Features

Yosemite killer goes on trial; only issue is the death penalty

Staff
Thursday July 11, 2002

SAN JOSE — It was one of the most infamous crimes in California history: Three women disappeared while visiting Yosemite National Park and were savagely killed by the handyman at their motel. Caught months later after beheading a nature guide, Cary Stayner gave the FBI a detailed confession to all four murders. 

Three years later, Stayner, 40, is finally going on trial for killing the tourists, with opening statements expected Monday. 

Despite the notoriety, there is an anti-climactic aspect to Stayner’s trial. He already is serving life without parole in federal prison after pleading guilty to killing the park guide, Joie Armstrong. 

But state prosecutors want to execute him. 

Stayner, who once said he would prefer the death penalty to life in prison, has pleaded innocent by reason of insanity. Executing him will require slogging through a trial that is expected to last almost three months and cost taxpayers $3 million. Then there are the appeals. 

“You have to imagine there are better ways of spending the money, even though I support the death penalty,” said Ken Hawkins, the auditor for Mariposa County (population 16,000), where the killings occurred. 
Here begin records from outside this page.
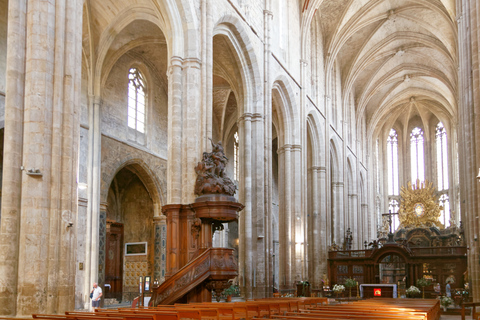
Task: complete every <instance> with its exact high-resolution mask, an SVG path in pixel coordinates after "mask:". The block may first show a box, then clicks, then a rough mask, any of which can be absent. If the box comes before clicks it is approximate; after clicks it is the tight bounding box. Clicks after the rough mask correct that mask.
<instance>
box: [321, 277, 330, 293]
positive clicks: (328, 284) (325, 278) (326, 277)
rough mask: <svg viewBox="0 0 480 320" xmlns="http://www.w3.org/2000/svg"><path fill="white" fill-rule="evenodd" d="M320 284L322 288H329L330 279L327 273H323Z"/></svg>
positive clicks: (329, 284) (325, 288) (327, 289)
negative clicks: (321, 280)
mask: <svg viewBox="0 0 480 320" xmlns="http://www.w3.org/2000/svg"><path fill="white" fill-rule="evenodd" d="M322 285H323V290H326V291H328V290H330V281H329V280H328V277H327V274H326V273H324V274H323V276H322Z"/></svg>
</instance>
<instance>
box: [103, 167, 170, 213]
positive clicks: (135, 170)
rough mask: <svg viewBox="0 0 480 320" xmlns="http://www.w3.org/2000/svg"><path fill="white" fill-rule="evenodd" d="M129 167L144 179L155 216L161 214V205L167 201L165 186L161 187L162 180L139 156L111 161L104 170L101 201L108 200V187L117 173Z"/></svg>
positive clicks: (131, 169)
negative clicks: (121, 160)
mask: <svg viewBox="0 0 480 320" xmlns="http://www.w3.org/2000/svg"><path fill="white" fill-rule="evenodd" d="M126 167H129V169H130V170H132V171H133V172H134V173H135V174H136V175H137V176H138V177H139V179H140V180H141V181H142V183H143V185H144V186H145V188H146V189H147V192H148V193H149V195H150V197H151V198H152V201H153V208H154V216H155V217H158V216H160V215H161V206H162V204H163V203H166V199H165V195H166V193H165V192H163V190H162V189H163V188H162V187H161V184H160V182H159V181H158V179H157V177H156V175H155V174H154V173H153V171H152V170H151V169H150V168H149V166H148V165H147V164H146V163H145V162H144V161H143V160H142V159H139V158H132V159H128V160H126V161H121V160H120V161H117V162H114V163H111V164H110V165H109V166H107V167H106V168H105V170H104V171H103V172H102V176H103V178H102V181H101V187H100V201H101V203H106V202H107V197H108V189H109V188H110V185H111V183H112V181H113V179H114V177H115V176H116V175H117V173H118V172H119V171H120V170H122V169H123V168H126Z"/></svg>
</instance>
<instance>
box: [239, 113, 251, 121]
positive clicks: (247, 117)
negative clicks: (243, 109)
mask: <svg viewBox="0 0 480 320" xmlns="http://www.w3.org/2000/svg"><path fill="white" fill-rule="evenodd" d="M252 118H253V114H252V113H249V112H246V113H244V114H242V115H241V116H240V117H239V118H238V122H241V121H252Z"/></svg>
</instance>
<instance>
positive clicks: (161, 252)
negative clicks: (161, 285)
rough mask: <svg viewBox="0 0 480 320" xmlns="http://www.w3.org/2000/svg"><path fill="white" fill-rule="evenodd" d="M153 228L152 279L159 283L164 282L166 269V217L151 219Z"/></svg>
mask: <svg viewBox="0 0 480 320" xmlns="http://www.w3.org/2000/svg"><path fill="white" fill-rule="evenodd" d="M153 224H154V226H155V256H154V268H153V278H154V280H155V279H157V280H158V282H159V283H162V282H163V281H165V273H166V268H167V217H166V216H164V215H160V216H156V217H153Z"/></svg>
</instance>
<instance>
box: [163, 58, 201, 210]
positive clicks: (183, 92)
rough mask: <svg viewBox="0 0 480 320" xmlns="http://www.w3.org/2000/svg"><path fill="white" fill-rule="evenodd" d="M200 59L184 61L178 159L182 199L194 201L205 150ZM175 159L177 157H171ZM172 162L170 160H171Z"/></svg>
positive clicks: (183, 202)
mask: <svg viewBox="0 0 480 320" xmlns="http://www.w3.org/2000/svg"><path fill="white" fill-rule="evenodd" d="M200 76H201V70H200V61H199V60H198V59H196V58H187V59H185V60H184V62H183V80H184V81H183V92H182V94H183V95H182V111H183V114H182V134H183V136H182V152H183V153H182V158H181V161H180V159H178V160H177V161H179V162H181V164H182V171H181V172H182V201H181V203H183V204H186V203H192V202H193V201H194V200H195V194H194V193H193V190H194V185H195V180H196V179H197V174H196V173H195V166H196V165H197V163H198V161H199V160H200V155H201V154H202V152H203V150H201V149H200V146H201V144H200V143H198V141H199V140H200V139H201V136H202V134H201V132H202V127H201V125H202V122H201V121H199V119H201V118H202V112H201V89H200V87H199V85H198V84H199V83H200V82H201V81H200V80H201V78H200ZM170 159H172V160H173V161H175V158H169V160H170ZM169 162H170V161H169Z"/></svg>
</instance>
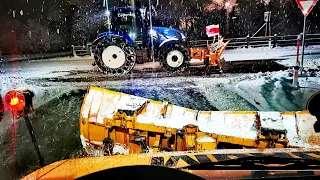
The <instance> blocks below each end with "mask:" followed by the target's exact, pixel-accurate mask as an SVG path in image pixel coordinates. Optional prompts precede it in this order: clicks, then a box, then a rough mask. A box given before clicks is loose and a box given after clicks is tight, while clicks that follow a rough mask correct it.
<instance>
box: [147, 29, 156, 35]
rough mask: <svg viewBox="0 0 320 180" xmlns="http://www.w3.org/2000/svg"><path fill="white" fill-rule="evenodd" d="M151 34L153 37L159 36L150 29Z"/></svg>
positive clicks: (154, 30) (149, 31)
mask: <svg viewBox="0 0 320 180" xmlns="http://www.w3.org/2000/svg"><path fill="white" fill-rule="evenodd" d="M149 34H150V35H151V36H157V31H155V30H153V29H150V31H149Z"/></svg>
The county, which has an annual budget of $31 million, has spent $940,000 on the case and expects to shell out at least $2 million more for the prosecution’s costs and Stayner’s defense. Most of the costs are being reimbursed by the state. 

“Even if you are successful in getting the death penalty, that’s still setting up 15 years of appeals,” Hawkins said. “If you’re just looking at dollars and cents, you think about what could be spent on children in schools, roads. You think about what you’re trading just to drive home a point that the guy should be executed.” 

Mariposa County District Attorney Christine Johnson did not return calls seeking comment. Prosecutors handling the case refused comment.